Nous avons pu voir ensemble que les aides proposées aux artistes-auteur·rices, aux précaires de l'emploi sont bien insuffisantes et se basent sur un modèles de très petite entreprise. Or, nous ne sommes pas des très petites entreprises mais des intermittent·es de l'emploi.
Le problème principal que posent ces contrats précaires c'est l'impossibilité de s'investir dans son travail, l'impossibilité de se sentir légitime, de développer ses savoir-faire. Celleux qui sont en CDI peuvent témoigner de la mise en difficulté pour les travailleur·euses que provoquent ces contrats courts, non renouvelables, avec délais de carence, etc. Autre problème très inquiétant, l'idée que les travailleur·euses doivent des heures à leurs employeurs lorsqu'iels sont contraint·es (par la crise sanitaire) de ne pas travailler. Les institutions, les structures privées, ne veulent pas « payer pour rien ». Cela témoigne d'une dérive très inquiétante de l'économie de marché, le·la travailleur·euse est une marchandise comme les autres, y compris dans le secteur culturel.
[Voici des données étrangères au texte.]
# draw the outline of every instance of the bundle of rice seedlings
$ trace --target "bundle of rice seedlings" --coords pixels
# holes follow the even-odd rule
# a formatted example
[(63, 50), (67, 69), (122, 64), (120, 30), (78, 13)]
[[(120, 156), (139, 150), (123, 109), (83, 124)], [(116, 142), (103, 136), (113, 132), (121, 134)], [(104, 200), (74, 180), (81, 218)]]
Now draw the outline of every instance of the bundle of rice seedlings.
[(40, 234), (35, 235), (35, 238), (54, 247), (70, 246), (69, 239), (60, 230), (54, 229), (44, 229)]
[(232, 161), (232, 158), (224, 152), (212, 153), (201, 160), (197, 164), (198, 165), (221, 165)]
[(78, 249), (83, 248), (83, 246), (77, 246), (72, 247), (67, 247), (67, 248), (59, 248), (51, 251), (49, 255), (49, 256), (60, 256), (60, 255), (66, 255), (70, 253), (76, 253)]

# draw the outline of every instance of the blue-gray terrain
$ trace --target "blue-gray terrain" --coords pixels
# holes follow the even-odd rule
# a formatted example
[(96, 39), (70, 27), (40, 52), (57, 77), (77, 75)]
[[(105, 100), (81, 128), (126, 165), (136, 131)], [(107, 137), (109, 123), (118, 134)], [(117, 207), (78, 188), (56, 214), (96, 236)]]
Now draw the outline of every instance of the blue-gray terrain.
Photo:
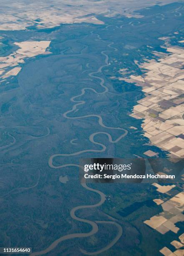
[[(141, 88), (118, 78), (123, 69), (141, 74), (135, 60), (164, 51), (159, 38), (179, 45), (184, 5), (138, 13), (142, 18), (97, 15), (102, 24), (0, 31), (1, 56), (18, 48), (14, 42), (51, 41), (49, 54), (25, 58), (17, 76), (0, 84), (0, 246), (46, 250), (34, 255), (148, 256), (177, 240), (178, 234), (163, 236), (143, 223), (161, 210), (151, 184), (86, 189), (78, 177), (83, 157), (144, 156), (149, 150), (166, 156), (142, 136), (142, 120), (129, 115), (144, 97)], [(115, 218), (109, 209), (119, 212), (119, 197), (121, 207), (132, 209)]]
Cela fait de notre secteur un espace non pas de culture et d'échange de biens symboliques mais un espace de consommation, de loisirs. Nous voulons nous organiser afin de contrer ces logiques capitalistes. Nous voulons également aller chercher l'argent là où il est car il y a beaucoup d'argent dans ce secteur qui n'existerait pas sans nous, les travailleur·euses de l'art. C'est un secteur professionnel trop éloigné du droit du travail. Les structures qui nous font travailler usent de leur pouvoir abusivement. Une prochaine réunion est prévue bientôt pour trouver collectivement des solutions, alternatives, adresses et modes d'organisation.